Les sénateurs veulent mettre les jeunes médecins au vert

Publié le 08/06/2011
La délégation sénatoriale à la décentralisation s’est penchée sur la question de la désertification médicale pour y apporter des réponses plutôt incitatives. Une initiative qui en dit long sur la préoccupation des élus de la Haute Assemblée concernant l’offre de soins en zones rurales, alors que le Sénat s’apprête à reprendre en seconde lecture l’examen de la proposition de loi Fourcade.

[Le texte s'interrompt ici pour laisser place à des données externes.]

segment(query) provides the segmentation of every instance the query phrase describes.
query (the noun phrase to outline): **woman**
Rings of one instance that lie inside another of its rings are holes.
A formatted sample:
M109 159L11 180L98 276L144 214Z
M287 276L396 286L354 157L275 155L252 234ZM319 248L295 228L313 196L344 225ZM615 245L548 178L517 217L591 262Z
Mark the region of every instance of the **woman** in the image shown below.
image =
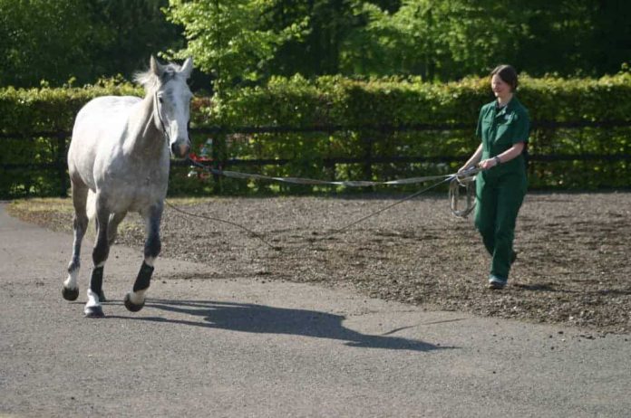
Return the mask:
M476 179L475 226L492 257L489 287L503 289L509 280L513 251L515 221L528 179L524 147L528 142L528 109L515 97L517 71L500 65L490 72L496 100L482 106L476 136L481 144L460 171L479 166Z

Crédit photo : ©GARO/PHANIE

Alors que le Sénat doit examiner avant l’été la proposition de loi Fourcade en seconde lecture, certains de ses membres se sont à nouveau penchés sur la désertification médicale. En effet, la délégation sénatoriale à la décentralisation s’est réunie mardi sous la présidence du sénateur UMP de Charente-Maritime Claude Belot pour examiner le rapport de leur collègue UMP de l’Hérault Marie-Thérèse Bruguière. Ce rapport expose une vingtaine de propositions pour lutter contre la désertification médicale, dont la moitié vise à « endiguer le dépeuplement médical dans les zones fragiles ». Toutes ces propositions ne sont pas nouvelles et elles restent essentiellement incitatives. Elles visent d’abord la jeune génération.

Partant du constat très partagé que les futurs praticiens ont une formation quasi exclusivement hospitalo-centrée, les sénateurs de la délégation préconisent d’abord de leur permettre de « découvrir l’intérêt d’exercer en milieu rural et de se départir de certaines idées reçues sur la vie quotidienne dans les zones concernées ». À cette fin, ils recommandent notamment de prévoir une année de formation pratique dans des zones fragiles, sans allonger la durée totale des études. Les sénateurs émettent également plusieurs recommandations pour « favoriser l’installation des professionnels en exercice » : mettre à leur disposition, dans chaque région, un professionnel de l’ingénierie de projet pour les accompagner dans les démarches à accomplir (administratives, recherches de financements, de partenaires…). Reprenant une proposition de l’Académie de médecine, ils suggèrent aussi créer un dispositif national d’« assurance-investissement » garantissant aux candidats à l’installation en zone fragile le rachat de leur cabinet lors de leur cessation d’activité.

L’autre moitié des propositions de la délégation vise à optimiser le temps médical, « autrement dit à faire en sorte qu’une heure de travail d’un professionnel permette de réaliser le maximum de soins, sans nuire à leur qualité ». Là aussi, les propositions ne sont pas nouvelles : délégation de tâches, afin d’éviter « que les différents acteurs de la chaîne médicale accomplissent des tâches ne correspondant pas à leur niveau de qualification » et création d’un nouveau métier de la santé comme une profession d’assistant de santé par « la mise en place d’une filière d’études adaptées associant connaissances de gestion, informatiques et médicales ». Cette seconde proposition avait déjà été faite par le député radical Laurent Hénart dans un rapport remis au gouvernement en février sur les nouveaux métiers de la santé.

Une autre série de proposition porte sur le développement de la télémédecine : créer des plates-formes de télésanté, clarifier le droit relatif à la télémédecine, afin notamment d’identifier les responsabilités des différents intervenants, généraliser le dispositif du tiers payant aux actes de téléconsultation.

À l’Assemblée nationale, les députés avaient décidé de supprimer via la proposition de loi Fourcade deux mesures coercitives de la loi Bachelot : la déclaration des congés aux CDOM et la taxe pour les praticiens qui refuseraient de signer des contrats santé solidarité qui prévoient qu’une partie de l’exercice médical s’effectue en zone déficitaire. En première lecture, les sénateurs avaient refusé de céder sur le premier point.